Dreams, Letter #6

Dear Bill,


Some people dream of fame and fortune. Some want to spend their lives climbing the corporate ladder. Some dream of traveling to far away lands. Others want to be the best at their sport.

I just wanted a family.

You and the kids were my dream.

I picked up your belongings from the state patrol recently. Everything that you were wearing that day, came home with me in a box. It was heartbreaking to go through it all. Why do I torture myself like this?
Because I regret the fact that I wasn't there with you at the end. I hate that they wouldn't let me see you and I wish I would have fought harder to do so. Because I didn't get to say goodbye. Because I had poured my life into you. Because you were my person and I was yours.

This loneliness is enough to make a person crazy. I know that I need to learn to be comfortable being alone, but I don't want to. That isn't how I want to live my live.
I miss being in a partnership. It's pretty incredible to be able to find someone to walk through life with. To share that commitment with another person. Someone with whom you can share all the joy and beauty of the world. All the ups and downs life gives you. That one person who holds your entire world. What a beautiful gift that is.

Today was a hard day for me. Those won't ever go away, unfortunately. And the kids showed me no mercy.

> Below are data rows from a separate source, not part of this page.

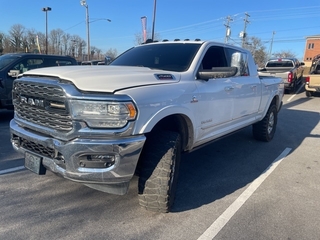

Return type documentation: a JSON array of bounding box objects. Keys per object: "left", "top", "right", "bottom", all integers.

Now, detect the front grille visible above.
[{"left": 13, "top": 81, "right": 72, "bottom": 131}]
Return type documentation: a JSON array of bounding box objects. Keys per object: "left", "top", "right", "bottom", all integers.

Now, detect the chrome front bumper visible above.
[{"left": 10, "top": 119, "right": 146, "bottom": 195}]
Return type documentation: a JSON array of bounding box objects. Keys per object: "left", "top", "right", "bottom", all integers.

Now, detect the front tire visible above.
[
  {"left": 138, "top": 131, "right": 181, "bottom": 212},
  {"left": 252, "top": 104, "right": 278, "bottom": 142}
]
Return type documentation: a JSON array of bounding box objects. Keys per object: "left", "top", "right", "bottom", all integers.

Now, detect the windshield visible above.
[
  {"left": 0, "top": 55, "right": 19, "bottom": 70},
  {"left": 110, "top": 43, "right": 201, "bottom": 72},
  {"left": 267, "top": 60, "right": 293, "bottom": 68}
]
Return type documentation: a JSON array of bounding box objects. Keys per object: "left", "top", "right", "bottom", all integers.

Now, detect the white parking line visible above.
[
  {"left": 0, "top": 166, "right": 25, "bottom": 175},
  {"left": 198, "top": 148, "right": 291, "bottom": 240}
]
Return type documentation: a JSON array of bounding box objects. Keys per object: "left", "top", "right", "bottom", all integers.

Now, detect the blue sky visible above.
[{"left": 0, "top": 0, "right": 320, "bottom": 59}]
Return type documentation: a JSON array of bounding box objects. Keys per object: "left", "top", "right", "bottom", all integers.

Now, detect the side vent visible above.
[{"left": 155, "top": 74, "right": 175, "bottom": 80}]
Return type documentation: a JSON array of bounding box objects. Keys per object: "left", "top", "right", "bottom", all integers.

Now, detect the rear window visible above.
[
  {"left": 110, "top": 43, "right": 201, "bottom": 72},
  {"left": 266, "top": 61, "right": 293, "bottom": 67}
]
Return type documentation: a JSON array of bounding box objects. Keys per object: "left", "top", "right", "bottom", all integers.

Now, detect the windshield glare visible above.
[
  {"left": 0, "top": 55, "right": 18, "bottom": 70},
  {"left": 110, "top": 43, "right": 201, "bottom": 72}
]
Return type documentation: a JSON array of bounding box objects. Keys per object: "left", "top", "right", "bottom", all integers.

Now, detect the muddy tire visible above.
[
  {"left": 252, "top": 104, "right": 278, "bottom": 142},
  {"left": 138, "top": 131, "right": 181, "bottom": 212}
]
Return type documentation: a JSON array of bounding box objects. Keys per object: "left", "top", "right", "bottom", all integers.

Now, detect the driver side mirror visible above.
[{"left": 8, "top": 70, "right": 20, "bottom": 77}]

Blake had a piano recital. Two of the kids were crying in the mudroom as we were leaving because, while I gave them a fifteen minute warning before we left, they did not use that time to tell me they needed a snack or get a toy to keep them busy in the car. So of course, I was a terrible mother for not wasting another fifteen minutes to let them do these things when we actually needed to walk out the door. Those same two spent the better part of the hour that we were at the recital flip-flopping in and out of their chairs and whining about how bored, hungry and thirsty they were. Tears were streaming down my face as I sat there, exhausted, looking at all of the other in tact families whose children were all behaving. After it was over we went to buy Landon some new shoes. We found two pair that fit him well, and the only real difference was that one appeared to be a newer model of the other with some weird design on the bottom. That one was also fifteen dollars more expensive. Not a huge deal, but he's seven. At the rate his feet are growing I'm going to take any opportunity to save a little money. He threw a fit when I told him we were getting the cheaper pair. Naturally. Once we got home it was time to make dinner and I could not get the grill to light to save my soul, so I had to bake the chicken which took longer. Owen acted like I hadn't fed him a solid meal in 2 weeks. And once it was all done and made, he basically refused to eat it.

Lots of tears today. Mostly from me.

I am hopeful that I can share a partnership with someone else someday. It will be a beautiful and amazing gift. And I know that someday all of this will get easier, but right now I am just praying I can make it that long.